Director: Renny Harlin
Writers: Brain Helgeland, Ken and Jim Wheats
Starring: Lisa Wilcox, Danny Hassel, Tuesday Knight, Ken Sagoes, Rodney Eastman, and Robert
A Nightmare on Elm Street 4: The Dream Master was released in August 1987, a little over a year since the third film was released. While The Dream Master received the biggest box office of the entire franchise (until the crossover Freddy vs. Jason), the follow up is a bit of a mess. It’s not scary in the slightest, and really suffers from a weak script that doesn’t do anything new or exciting with the franchise.
Freddy’s (Robert Englund) back after being laid to rest at the end of Dream Warriors. He comes back in a dream where a dog pees literal fire over where Freddy was buried which cracks open the Earth and his bones reassemble. That’s it. It’s a stupid moment that’s not as funny as it should be. The portrayal of Freddy is really weak throughout The Dream Master. He just turns up and kills people, with a higher body count than previous entries. For most of the deaths he gives a one-liner, but none of them are funny are memorable. It’s just trying to recapture the magic of Dream Warriors, with very limited effect.
The film really suffered from the 1988 Writers Guild of America strike, which meant that director Harlin ended up making a film with very little planning for the plot and a lot of improvisation. It really shows in the final product, with some incredibly bad and unnatural dialogue. There are so many clunky moments that just don’t work. Essentially the plot show Kristen’s powers being transferred to Alice and Krueger killing the others that Alice brings into her dreams. The actual ‘Dream Master’ that the title refers to is a rhyme, which is forgotten for most of the film, until it’s really important at the end.

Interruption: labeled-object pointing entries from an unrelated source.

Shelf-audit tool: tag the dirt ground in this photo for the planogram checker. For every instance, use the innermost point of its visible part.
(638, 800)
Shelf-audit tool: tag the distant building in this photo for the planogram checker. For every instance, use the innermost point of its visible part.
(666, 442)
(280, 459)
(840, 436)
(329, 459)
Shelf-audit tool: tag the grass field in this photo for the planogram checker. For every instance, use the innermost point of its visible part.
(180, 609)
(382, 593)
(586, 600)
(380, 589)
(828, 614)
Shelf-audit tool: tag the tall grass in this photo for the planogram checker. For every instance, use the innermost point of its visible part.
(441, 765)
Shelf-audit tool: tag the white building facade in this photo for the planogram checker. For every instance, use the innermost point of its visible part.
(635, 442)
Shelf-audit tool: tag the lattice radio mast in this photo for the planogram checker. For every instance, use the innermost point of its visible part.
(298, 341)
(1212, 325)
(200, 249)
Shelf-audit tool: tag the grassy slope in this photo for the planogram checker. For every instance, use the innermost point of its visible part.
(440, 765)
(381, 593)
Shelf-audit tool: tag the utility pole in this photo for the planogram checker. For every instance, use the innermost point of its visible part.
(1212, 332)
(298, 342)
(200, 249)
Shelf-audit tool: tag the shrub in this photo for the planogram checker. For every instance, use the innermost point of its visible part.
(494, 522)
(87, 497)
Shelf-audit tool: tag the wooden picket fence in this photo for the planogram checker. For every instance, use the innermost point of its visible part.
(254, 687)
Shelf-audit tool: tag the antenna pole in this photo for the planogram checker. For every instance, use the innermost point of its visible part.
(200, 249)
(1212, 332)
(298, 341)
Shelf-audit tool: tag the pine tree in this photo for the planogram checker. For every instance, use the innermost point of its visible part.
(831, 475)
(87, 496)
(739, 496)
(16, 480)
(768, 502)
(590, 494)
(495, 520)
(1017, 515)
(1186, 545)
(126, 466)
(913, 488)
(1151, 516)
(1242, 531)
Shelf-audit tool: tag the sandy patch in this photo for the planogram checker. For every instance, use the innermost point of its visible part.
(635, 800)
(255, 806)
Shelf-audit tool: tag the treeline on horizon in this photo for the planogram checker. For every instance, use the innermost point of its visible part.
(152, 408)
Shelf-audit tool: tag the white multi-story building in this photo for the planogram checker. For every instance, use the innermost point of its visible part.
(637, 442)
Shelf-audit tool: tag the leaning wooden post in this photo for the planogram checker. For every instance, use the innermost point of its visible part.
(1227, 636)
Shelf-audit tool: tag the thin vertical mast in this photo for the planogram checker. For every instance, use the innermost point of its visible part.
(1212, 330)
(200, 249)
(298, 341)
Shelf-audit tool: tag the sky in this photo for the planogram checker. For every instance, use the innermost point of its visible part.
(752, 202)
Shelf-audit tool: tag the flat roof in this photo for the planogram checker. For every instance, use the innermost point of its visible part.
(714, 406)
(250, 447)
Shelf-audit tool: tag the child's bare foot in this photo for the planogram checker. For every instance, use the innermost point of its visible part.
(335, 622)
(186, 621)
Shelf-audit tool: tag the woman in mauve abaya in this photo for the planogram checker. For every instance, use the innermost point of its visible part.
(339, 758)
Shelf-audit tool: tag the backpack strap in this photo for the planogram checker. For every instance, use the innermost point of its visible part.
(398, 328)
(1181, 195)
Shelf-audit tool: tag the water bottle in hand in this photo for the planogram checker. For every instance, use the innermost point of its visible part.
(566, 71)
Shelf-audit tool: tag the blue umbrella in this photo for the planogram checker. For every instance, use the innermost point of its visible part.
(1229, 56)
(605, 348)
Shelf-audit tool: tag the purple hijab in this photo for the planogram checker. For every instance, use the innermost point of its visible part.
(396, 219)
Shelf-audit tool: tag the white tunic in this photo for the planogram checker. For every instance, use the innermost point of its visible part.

While the script is poor and is essentially just death after death with only the main character, Alice (Lisa Wilcox) getting any character development, that’s not the main reason to watch a slasher film. It’s all about the kills, and there are a couple of really great ones here. Kincaid’s (Ken Sagoes) death, one of the survivors from the previous film, comes really early on and is a bit of a shock. Debbie Stevens (Brooke Theiss) is turned into a cockroach, which is probably the most memorable death in the film.
Arguably the best thing about this film is Renny Harlin’s direction. It’s incredibly inspired. There’s a sequence where Kristen (played this time around by Tuesday Knight, since Patricia Arquette declined returning to focus on more dramatic roles) is drugged by her mother with sleeping tablets. The camera spins all over and around the room, following the Kristen constantly, in one of the most mesmerising, but also stomach-churning shots. It’s an amazing part of the film. The film really leans into the dreamworld as well, with a really well-made time-loop that feels like a real dream, a scene where the characters fall asleep in class. The film does a really good job of blending the dreams with the real world.
The effects are also spectacular, with some incredible prosthetics and transformations. The death of Krueger in this one, looks incredible. It may look a little dated at points, but overall, the effects look better than a fair few modern films.
It is definitely the weakest entry in the series up to that point, but it’s still entertaining. The shallow plot can be overlooked because everything else is so well crafted. The Dream Master is still a solid entry to the series, even though it’s very messy.